J'ai rencontré Ozan Z. en 1987. Je parlais encore moins turc que lui ne parlait français. La communication entre nous était difficile, mais j'ai été bouleversé par son chant, une façon bien à lui de pousser l'uzun hava 1, d'amplifier les sons par une technique vocale éblouissante. Sans rien comprendre à ce qu'il chantait, j'ai senti dans cette voix toute la détresse de l'exil ; j'ai vu, derrière ses yeux fermés, les paysages d'Anatolie où il était sans aucun doute en pensée. Ecrire sur lui est une tâche redoutable : il est devenu un ami. Il ne me paraît pas possible de faire d'un ami un objet d'étude. Je me contenterai d’un récit de sa vie, telle que je la connais par nos conversations, telle qu'il me l'a racontée et telle qu’il se la représente lui-même.
Il n'est pas militant, ne chante pas - ou plus - de textes « révolutionnaires », il n'a pas le discours stéréotypé de l'extrême gauche. Et pourtant sa vie est un exemple intéressant de la façon dont on peut être saisi « involontairement » par la politique, et être « enfermé » par l'opinion des autres dans une identité qu'on récuse partiellement.
Ozan Z. aime raconter comment il a commencé à chanter : dans ses montagnes de la région de Sivas, son père lui faisait garder les bêtes ; c'est pour se donner du courage et pour éloigner les ours qu'il faisait entendre sa voix à longueur de journée.

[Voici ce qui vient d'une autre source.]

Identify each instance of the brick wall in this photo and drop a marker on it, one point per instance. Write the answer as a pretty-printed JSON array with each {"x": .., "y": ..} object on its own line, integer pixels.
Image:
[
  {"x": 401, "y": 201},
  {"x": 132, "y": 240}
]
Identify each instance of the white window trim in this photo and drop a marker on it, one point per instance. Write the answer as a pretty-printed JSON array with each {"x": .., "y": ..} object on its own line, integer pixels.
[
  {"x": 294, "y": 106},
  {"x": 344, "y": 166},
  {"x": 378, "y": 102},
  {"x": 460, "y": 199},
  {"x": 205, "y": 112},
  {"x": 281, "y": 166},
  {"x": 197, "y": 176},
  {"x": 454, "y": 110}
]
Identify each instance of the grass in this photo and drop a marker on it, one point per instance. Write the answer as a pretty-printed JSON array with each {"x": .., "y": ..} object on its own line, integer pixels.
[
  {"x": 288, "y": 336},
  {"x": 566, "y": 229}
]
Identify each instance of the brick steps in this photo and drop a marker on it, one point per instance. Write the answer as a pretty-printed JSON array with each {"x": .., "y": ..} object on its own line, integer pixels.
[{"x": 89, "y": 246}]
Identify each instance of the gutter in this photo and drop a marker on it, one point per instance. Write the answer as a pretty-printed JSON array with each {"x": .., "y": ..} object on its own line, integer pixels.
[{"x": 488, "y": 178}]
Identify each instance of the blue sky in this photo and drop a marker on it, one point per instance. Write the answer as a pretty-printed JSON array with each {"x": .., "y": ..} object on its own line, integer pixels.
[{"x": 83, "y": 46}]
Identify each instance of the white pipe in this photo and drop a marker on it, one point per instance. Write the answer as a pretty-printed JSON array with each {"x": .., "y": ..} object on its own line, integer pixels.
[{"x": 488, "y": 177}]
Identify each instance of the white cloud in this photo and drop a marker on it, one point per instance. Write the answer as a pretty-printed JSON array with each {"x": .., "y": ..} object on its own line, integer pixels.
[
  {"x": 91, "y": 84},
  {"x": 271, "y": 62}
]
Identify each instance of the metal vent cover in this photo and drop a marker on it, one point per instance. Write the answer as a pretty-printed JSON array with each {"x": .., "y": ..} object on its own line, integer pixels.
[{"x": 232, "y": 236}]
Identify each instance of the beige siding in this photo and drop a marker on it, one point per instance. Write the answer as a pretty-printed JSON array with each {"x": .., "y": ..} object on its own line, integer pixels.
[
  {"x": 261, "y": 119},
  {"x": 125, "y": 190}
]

Sa famille est alevi, ses grands-parents ont fait la cérémonie d'initiation de l’ayin-i-cem. Il pense que cela a été déterminant dans sa vie. Il y a des musiciens dans sa famille (un oncle) et parmi les voisins, mais c'est son grand-frère (aujourd'hui lui aussi ozan à Ankara 2) qui est initié en premier à la musique : le père a vendu une arme pour lui acheter un saz. Ozan Z. n'a pas eu de maître ; il a appris en regardant son frère. Mais, tout petit, il avait une belle voix et a été encouragé par son entourage, si bien qu'à l'école, dit-il, il faisait déjà pleurer ses instituteurs
Malheureusement le rêve de devenir popüler sanatçı ne pouvait se réaliser, il fallait garder les bêtes, puis aller gagner sa vie, à quatorze ans, dans la capitale. Il n'a subi jusque-là, dans le milieu familial, aucune influence politique, aucune prise de conscience. « Qu'est-ce que la droite, qu'est-ce que la gauche, on ne parlait pas de ces choses-là : je ne me demandais pas ce qu'était la politique ». Mais en fait le milieu alevi ne peut que prédisposer au rejet du pouvoir. La mémoire collective est pétrie du souvenir du massacre de Kerbela, des textes de Pir Sultan, et il y a même dans les conversations des références aux massacres qui ont suivi la bataille de Çaldıran (1514).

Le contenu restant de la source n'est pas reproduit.